モルディブで行う波力発電の実験について説明する新竹積教授 12日、恩納村の沖縄科学技術大学院大学
沖縄科学技術大学院大学(OIST、恩納村)が5月から、波力発電の導入に向けた実験をインド洋の島しょ国モルディブで開始する。波力発電の実用化を目指しており、化石燃料による発電に頼っている島しょ国での活用が期待される。将来的には沖縄での導入も視野に入れており、実験を行うOISTの新竹積教授は「(波力発電を)モルディブで育てて沖縄に持ち帰りたい」と話す。
波力発電は、海岸に打ち寄せる波の力でプロペラを回して電気を生み出す。波の力が働く場所であれば昼夜を問わず発電できる。OISTが実験を行うのはモルディブのカンドゥーマ島で、南極方面からの波が安定的に打ち寄せているという。台風やハリケーンなどの発生もなく、発電機の損傷を抑えながら実験を進めることができる。
モルディブはホテルの設備などで多くの電力を必要としている一方で、大規模な発電所や島々を結ぶ送電網の整備は進んでいない。各島がディーゼル発電などの化石燃料で電力を賄っており、波力発電を含めた再生可能エネルギーへの関心も高まっているという。
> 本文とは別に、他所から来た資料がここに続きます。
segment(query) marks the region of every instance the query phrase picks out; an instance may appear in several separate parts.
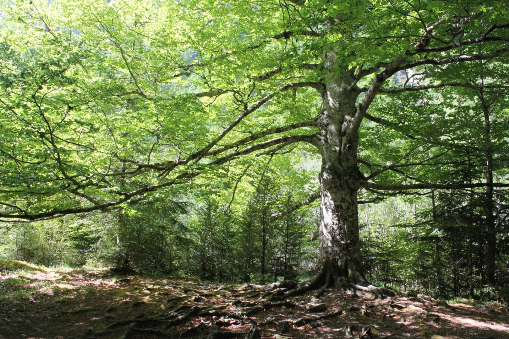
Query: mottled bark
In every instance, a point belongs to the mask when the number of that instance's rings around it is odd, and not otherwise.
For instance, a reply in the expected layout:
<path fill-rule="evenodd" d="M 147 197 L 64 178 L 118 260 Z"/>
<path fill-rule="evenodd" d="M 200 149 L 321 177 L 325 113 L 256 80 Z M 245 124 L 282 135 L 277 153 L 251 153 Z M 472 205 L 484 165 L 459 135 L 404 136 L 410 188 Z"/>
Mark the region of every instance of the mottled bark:
<path fill-rule="evenodd" d="M 326 69 L 335 69 L 333 53 L 324 59 Z M 359 241 L 357 196 L 364 177 L 357 163 L 358 126 L 354 118 L 358 93 L 353 83 L 350 72 L 331 72 L 317 119 L 320 130 L 317 145 L 322 156 L 319 229 L 322 266 L 318 276 L 319 283 L 327 286 L 369 285 L 361 264 Z"/>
今年2月には、OISTとモルディブの環境エネルギー省、同国への橋渡しをした公共建物(東京都、山下耕平社長)の3者が実験開始について覚書を交わした。
実験では、実用機より小型の試作機を最初に導入する。カンドゥーマ島の南東にある海岸から約50メートルの沖合に2基を設置。電力計測器をインターネットとつないで、沖縄からでも発電量を確認できるようにする。10月には実用機と同じサイズの発電機を設置して発電量などを調査する。
新竹教授は「実験は波力発電の実用化に向けた第一歩だ。波力発電が活用されることで、二酸化炭素の削減やエネルギー源の確保につながっていく。台風にも耐えられるように技術を確立して、沖縄や日本国内でも使えるようにしたい」と今後の目標を掲げた。